Hintergrund des Aufrufs ist der drastische Rückgang der Insektenvielfalt in den vergangenen Jahrzehnten. Als Ursachen werden unter anderem der Verlust und die Verinselung von Lebensräumen, die Strukturverarmung der Landschaft sowie der Einsatz von Pestiziden genannt. Durch die Teilnahme am Wettbewerb und das Melden von Insektenbeobachtungen können Naturinteressierte laut Mitteilung zur Erforschung der Insekten beitragen, da die gesammelten Daten in Wissenschaft und Naturschutz einfließen.


Die Biologische Station und die Untere Naturschutzbehörde des Kreises Recklinghausen kooperieren bei dieser Aktion mit dem LWL-Museum für Naturkunde in Münster des Landschaftsverbandes Westfalen-Lippe sowie der Naturbeobachtungsplattform Observation.org und regionalen Partnern.
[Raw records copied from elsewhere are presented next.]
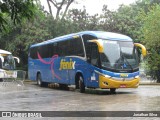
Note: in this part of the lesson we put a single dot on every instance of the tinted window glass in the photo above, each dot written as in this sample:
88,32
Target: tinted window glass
33,53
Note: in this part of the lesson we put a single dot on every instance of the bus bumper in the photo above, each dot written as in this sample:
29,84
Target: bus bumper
111,83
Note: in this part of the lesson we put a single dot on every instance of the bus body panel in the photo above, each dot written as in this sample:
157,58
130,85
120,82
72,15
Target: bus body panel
63,69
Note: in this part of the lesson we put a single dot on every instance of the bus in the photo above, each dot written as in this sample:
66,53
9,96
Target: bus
7,64
87,59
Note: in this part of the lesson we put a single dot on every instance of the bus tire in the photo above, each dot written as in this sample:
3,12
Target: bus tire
39,80
63,86
81,84
113,90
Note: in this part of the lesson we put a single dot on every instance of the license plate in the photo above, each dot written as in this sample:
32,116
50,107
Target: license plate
123,86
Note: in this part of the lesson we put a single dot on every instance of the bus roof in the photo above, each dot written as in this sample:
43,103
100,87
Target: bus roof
97,34
5,52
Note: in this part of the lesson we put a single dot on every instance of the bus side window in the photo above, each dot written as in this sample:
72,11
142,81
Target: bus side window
94,55
87,45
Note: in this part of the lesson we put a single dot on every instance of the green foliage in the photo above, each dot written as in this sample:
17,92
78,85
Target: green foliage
151,36
16,10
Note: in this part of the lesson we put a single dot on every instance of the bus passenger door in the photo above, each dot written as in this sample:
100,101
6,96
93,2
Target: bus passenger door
95,63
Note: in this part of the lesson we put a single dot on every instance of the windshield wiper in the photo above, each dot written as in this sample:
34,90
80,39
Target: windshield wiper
126,61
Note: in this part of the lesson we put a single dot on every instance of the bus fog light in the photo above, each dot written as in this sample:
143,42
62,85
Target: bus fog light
105,83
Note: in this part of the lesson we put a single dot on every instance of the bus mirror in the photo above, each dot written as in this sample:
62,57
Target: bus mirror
2,59
16,58
99,43
144,51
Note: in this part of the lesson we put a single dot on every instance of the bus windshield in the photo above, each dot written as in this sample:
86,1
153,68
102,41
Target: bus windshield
119,56
9,62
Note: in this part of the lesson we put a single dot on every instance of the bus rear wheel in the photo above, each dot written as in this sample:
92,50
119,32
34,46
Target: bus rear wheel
81,84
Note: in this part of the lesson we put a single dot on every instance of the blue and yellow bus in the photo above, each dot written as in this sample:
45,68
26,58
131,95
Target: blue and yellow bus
88,59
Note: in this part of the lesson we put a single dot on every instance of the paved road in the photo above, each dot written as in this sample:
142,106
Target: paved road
31,97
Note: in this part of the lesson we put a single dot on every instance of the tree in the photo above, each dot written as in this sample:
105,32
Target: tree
58,5
151,36
16,10
26,34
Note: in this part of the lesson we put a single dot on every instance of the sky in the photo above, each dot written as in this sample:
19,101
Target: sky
95,6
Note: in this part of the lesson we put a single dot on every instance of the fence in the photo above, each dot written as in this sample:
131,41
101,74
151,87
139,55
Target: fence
9,77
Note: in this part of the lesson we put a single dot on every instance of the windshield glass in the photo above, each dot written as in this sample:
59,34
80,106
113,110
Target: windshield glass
119,56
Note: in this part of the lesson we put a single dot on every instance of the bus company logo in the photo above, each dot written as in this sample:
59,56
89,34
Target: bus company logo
124,75
67,64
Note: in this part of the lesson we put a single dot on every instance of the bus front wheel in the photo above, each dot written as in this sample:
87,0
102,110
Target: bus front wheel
81,84
39,80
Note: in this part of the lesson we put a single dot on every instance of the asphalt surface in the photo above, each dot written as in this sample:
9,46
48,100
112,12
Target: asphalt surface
30,97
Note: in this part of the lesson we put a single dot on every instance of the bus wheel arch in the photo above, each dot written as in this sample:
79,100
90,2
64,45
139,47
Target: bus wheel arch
79,82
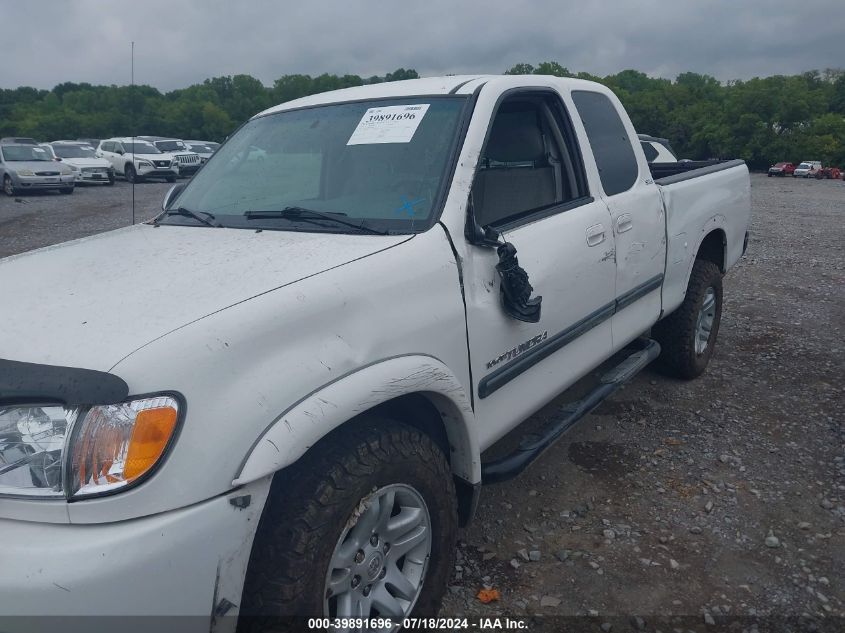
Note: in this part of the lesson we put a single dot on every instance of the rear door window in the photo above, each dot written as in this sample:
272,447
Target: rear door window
612,148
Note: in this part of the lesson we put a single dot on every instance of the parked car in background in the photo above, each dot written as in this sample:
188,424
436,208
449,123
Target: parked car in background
189,162
807,169
781,169
83,161
657,150
829,173
18,140
138,160
93,142
202,148
25,167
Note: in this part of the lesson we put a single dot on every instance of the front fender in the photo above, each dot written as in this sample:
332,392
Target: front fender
296,430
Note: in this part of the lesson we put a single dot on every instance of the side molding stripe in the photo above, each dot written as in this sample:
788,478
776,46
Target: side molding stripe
503,375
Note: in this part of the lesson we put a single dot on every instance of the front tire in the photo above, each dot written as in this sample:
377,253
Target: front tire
688,335
130,174
364,525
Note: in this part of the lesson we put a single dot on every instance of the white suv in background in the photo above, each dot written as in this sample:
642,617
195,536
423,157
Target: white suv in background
137,160
807,169
83,161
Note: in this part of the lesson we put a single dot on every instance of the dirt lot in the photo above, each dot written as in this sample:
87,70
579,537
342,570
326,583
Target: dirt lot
676,506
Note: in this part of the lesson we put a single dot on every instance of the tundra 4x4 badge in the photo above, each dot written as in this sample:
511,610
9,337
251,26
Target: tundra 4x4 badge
519,349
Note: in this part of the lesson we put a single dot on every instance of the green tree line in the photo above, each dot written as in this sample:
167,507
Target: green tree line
762,120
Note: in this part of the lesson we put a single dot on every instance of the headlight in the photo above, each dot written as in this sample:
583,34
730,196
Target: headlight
53,451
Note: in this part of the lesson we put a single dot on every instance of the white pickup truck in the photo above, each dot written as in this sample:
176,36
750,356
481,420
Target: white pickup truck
276,397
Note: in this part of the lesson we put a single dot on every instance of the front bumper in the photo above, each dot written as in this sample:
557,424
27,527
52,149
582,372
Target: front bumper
28,183
157,172
180,563
189,169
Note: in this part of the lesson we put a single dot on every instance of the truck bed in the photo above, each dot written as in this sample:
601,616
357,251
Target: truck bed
668,173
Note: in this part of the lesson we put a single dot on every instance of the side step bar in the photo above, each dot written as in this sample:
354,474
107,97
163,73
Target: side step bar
533,445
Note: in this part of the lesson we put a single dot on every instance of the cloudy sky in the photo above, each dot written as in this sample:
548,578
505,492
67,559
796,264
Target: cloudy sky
178,43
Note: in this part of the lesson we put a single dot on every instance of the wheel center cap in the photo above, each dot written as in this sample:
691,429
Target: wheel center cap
375,565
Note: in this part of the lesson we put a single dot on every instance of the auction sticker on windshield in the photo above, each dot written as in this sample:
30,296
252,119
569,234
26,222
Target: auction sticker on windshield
389,124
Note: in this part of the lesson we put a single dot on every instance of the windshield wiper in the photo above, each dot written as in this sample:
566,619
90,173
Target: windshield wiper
310,214
208,219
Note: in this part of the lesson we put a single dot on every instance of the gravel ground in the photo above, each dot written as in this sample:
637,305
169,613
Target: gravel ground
676,506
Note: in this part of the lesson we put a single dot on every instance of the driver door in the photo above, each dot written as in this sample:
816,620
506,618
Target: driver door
531,188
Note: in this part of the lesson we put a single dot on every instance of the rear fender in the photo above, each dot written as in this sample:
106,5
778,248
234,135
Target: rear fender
296,430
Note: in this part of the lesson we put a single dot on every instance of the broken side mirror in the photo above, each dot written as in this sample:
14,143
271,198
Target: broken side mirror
516,290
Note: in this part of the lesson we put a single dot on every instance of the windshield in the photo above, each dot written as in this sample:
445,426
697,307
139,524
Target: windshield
14,153
170,146
379,163
140,148
74,151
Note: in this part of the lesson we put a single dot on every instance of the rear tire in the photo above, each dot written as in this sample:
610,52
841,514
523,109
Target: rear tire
315,509
687,337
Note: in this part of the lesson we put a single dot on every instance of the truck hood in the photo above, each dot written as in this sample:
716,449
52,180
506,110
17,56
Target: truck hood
91,302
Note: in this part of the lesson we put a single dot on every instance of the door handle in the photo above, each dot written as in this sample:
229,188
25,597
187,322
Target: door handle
595,235
624,223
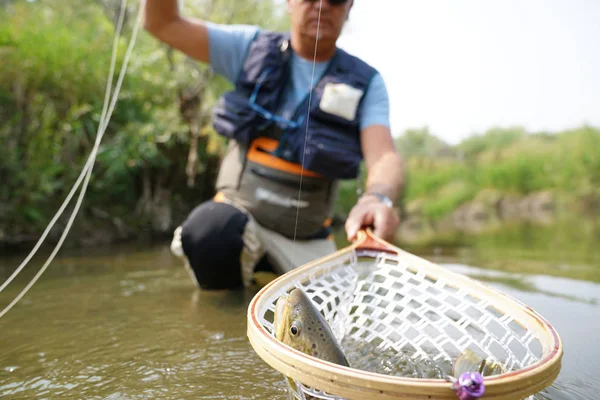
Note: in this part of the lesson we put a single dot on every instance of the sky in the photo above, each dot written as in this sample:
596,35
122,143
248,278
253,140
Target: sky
463,66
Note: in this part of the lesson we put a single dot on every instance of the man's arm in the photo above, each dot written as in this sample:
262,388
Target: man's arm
384,168
382,161
190,36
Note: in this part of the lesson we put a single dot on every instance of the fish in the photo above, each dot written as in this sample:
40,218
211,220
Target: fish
469,361
299,324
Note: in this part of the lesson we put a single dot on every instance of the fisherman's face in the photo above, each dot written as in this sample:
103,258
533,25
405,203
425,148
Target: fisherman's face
305,18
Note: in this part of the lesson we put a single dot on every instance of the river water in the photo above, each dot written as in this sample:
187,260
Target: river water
128,323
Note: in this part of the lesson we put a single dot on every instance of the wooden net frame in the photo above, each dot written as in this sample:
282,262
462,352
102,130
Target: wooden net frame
377,293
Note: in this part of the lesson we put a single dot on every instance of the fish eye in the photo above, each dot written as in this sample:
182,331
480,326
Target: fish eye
295,328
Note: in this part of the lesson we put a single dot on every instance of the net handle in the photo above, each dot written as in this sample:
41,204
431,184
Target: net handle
367,241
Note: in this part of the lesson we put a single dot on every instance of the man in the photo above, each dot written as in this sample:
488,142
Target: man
289,147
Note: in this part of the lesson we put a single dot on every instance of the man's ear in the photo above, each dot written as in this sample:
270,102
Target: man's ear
349,9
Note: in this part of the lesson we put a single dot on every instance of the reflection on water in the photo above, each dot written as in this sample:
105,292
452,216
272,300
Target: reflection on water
128,328
129,324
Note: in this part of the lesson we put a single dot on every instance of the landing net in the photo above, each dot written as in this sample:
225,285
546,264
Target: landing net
402,321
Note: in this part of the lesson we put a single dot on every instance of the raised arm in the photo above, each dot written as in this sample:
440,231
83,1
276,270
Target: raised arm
190,36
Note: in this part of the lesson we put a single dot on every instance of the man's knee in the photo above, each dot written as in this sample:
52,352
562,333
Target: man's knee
211,239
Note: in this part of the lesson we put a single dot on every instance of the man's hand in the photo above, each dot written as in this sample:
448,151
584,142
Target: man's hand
369,211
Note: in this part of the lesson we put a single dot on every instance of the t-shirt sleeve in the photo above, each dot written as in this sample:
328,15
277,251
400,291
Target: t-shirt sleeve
228,46
375,108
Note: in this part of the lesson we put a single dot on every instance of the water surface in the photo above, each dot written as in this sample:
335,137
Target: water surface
127,323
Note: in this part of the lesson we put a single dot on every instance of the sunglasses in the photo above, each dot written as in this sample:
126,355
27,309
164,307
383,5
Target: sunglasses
331,2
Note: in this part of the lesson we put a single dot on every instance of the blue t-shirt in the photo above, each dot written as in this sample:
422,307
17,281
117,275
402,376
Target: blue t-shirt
228,47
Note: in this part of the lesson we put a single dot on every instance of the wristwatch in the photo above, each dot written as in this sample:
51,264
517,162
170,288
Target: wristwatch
384,199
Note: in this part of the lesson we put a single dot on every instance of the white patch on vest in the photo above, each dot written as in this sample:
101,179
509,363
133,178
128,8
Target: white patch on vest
340,99
274,198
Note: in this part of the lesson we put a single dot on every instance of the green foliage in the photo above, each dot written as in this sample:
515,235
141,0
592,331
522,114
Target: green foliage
55,63
508,160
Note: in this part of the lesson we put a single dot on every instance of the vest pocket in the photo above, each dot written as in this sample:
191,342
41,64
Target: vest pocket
234,118
330,152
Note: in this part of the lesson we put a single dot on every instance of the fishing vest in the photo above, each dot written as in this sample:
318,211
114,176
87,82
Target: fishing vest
285,172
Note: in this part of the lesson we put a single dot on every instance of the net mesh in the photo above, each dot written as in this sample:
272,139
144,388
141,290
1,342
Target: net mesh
395,318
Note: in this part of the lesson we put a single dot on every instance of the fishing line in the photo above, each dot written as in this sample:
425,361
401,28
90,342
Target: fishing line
105,118
90,158
310,91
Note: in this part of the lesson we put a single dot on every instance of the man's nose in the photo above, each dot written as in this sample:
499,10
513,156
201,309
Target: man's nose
322,4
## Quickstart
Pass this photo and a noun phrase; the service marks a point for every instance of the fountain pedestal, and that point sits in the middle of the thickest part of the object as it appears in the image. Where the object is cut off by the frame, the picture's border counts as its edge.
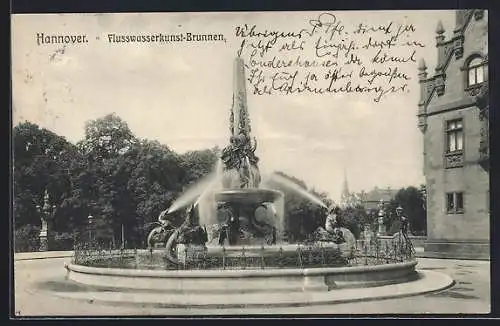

Menschen im Kreis sind aufgerufen, ihre Naturbeobachtungen bei Observation.org oder über die App ObsIdentify zu melden. Im Rahmen des Wettbewerbs „Arten-Olympiade 2026“ können fotografische Beobachtungen über die App hochgeladen werden. Die Teilnahme steht allen Interessierten offen, die Aktion läuft über das gesamte Jahr.


Insekten gelten als artenreichste Gruppe weltweit mit etwa einer Million beschriebener Arten. Sie besiedeln eine Vielzahl von Lebensräumen, wobei einige Arten hoch spezialisiert sind. Als Beispiel wird der Hirschkäfer genannt, Deutschlands größter Käfer, der durch sein markantes „Geweih“ bekannt ist und vor allem in Alt- und Totholzbeständen vorkommt. Der Hirschkäfer gilt aktuell als stark gefährdet.


Der Mitteilung zufolge übernehmen viele Insekten wichtige Funktionen im Ökosystem. Sie bestäuben Wild-, Kultur- und Ackerpflanzen, übernehmen Aufgaben bei der Zersetzung oder dienen anderen Tieren als Nahrungsgrundlage. Mit Hilfe der gesammelten Beobachtungsdaten sollen Verbreitungsmuster analysiert und nachhaltige Schutzmaßnahmen entwickelt werden können.


Informationen zum Projekt „Arten-Olympiade 2026“ stehen auf der Website arten-olympiade.lwl.org bereit. Teilnehmende finden ihre Ergebnisse in der App ObsIdentify, Interessierte können die Ergebnisse der Aufrufe auf Stadt-Ebene unter observation.org einsehen.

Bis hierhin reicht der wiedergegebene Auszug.